Princess Uisun (1635 (Note: Other sources say that her birthdate could possibly be 1620 instead.)–1662; birth name Yi Ae-suk) was a Joseon Royal Family member who became the adopted daughter of Hyojong of Joseon and Queen Inseon, so she could marry the Aisin Gioro prince Dorgon and later, prince Bolo.

==Biography==
=== Background ===
Yi Ae-suk was born one of the four daughters and seven sons of Yi Gye-yun, himself a 4th great-grandson of Seongjong of Joseon, and a fourth cousin twice removed of Hyojong.

===Political marriage===
In 1650, Dorgon sent the minister of Ministry of Revenue, Gioro Bahana, as an emissary to the Joseon court, to forge an alliance with Hyojong of Joseon, asking the king to choose a suitable bride for him.
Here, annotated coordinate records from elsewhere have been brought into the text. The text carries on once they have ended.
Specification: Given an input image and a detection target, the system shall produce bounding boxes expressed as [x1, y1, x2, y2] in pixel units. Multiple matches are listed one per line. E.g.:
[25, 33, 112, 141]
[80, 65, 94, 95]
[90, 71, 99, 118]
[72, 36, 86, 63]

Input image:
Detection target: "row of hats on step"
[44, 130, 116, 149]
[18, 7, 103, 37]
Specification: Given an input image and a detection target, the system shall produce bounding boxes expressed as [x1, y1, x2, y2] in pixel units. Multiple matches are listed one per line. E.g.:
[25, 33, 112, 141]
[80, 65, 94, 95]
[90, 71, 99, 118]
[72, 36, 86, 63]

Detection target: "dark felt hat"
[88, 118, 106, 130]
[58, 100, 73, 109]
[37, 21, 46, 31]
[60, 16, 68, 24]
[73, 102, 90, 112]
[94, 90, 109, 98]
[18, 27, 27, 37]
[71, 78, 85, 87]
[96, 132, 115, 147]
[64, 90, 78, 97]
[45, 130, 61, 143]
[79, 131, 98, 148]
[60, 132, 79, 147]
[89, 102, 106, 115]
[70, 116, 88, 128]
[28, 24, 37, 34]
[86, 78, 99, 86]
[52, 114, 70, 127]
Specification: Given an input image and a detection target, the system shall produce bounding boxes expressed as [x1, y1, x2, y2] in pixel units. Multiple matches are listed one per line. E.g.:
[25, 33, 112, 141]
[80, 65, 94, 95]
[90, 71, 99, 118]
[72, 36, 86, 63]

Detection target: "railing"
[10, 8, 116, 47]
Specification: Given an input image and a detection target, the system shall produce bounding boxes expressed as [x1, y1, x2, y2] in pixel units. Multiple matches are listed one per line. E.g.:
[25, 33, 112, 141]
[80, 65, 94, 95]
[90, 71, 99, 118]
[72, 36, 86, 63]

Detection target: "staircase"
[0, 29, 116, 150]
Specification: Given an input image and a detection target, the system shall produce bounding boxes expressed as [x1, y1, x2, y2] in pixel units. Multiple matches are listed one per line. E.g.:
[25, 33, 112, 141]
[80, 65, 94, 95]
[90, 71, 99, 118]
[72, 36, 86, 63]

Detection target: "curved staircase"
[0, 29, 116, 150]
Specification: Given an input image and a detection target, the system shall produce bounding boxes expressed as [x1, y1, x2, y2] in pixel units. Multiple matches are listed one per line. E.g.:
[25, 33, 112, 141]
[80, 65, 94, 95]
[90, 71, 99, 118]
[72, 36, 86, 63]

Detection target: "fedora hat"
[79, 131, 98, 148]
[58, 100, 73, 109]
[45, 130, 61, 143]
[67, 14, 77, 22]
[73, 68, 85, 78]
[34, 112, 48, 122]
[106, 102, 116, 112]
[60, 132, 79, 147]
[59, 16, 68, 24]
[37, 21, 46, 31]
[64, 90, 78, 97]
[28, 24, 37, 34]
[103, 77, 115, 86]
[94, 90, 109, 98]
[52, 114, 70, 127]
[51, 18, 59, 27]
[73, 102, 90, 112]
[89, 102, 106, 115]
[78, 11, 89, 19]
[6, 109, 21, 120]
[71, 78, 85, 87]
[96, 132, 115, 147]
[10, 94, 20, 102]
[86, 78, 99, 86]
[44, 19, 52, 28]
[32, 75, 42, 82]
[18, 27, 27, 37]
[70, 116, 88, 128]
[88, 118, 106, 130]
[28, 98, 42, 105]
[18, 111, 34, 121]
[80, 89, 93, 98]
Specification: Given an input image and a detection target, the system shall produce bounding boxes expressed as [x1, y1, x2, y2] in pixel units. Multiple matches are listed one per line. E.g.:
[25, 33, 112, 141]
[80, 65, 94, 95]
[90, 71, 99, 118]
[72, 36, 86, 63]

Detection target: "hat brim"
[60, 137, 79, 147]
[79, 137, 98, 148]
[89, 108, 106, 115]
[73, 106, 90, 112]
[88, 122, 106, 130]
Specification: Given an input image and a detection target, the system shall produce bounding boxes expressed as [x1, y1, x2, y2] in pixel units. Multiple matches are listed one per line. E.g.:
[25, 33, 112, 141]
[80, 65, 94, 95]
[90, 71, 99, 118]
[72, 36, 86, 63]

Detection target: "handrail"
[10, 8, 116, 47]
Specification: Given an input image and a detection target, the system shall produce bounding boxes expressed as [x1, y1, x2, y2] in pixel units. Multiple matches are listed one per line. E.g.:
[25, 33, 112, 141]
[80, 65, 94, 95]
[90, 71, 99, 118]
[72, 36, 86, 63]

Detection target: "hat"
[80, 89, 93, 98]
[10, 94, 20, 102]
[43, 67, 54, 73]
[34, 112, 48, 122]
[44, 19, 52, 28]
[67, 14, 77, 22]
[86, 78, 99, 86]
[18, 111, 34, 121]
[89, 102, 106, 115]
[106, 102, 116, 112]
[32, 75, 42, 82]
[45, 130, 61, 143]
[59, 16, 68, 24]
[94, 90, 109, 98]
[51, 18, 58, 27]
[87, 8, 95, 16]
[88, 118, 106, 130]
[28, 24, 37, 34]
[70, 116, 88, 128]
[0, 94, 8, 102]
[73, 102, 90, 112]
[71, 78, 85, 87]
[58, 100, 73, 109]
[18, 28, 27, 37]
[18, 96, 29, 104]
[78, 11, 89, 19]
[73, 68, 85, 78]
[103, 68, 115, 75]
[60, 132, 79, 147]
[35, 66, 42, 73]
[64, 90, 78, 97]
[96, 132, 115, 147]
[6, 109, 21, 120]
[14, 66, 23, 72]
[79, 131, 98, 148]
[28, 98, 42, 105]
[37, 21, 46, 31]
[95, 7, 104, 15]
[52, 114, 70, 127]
The bride could be a daughter of either a royal family member or a subject. Bahana delivered the order from the prince regent and was told that as the king's daughter was only two years old, (Note: This was a lie. Although Hyojong's youngest daughter was indeed only two years old, she had five living elder sisters by the time, including Princess Sukan, who would marry later in the same year.) so he suggested that a female from the royal clan was a viable alternative; on the other hand, the king's ministers greatly opposed offering any of their daughters.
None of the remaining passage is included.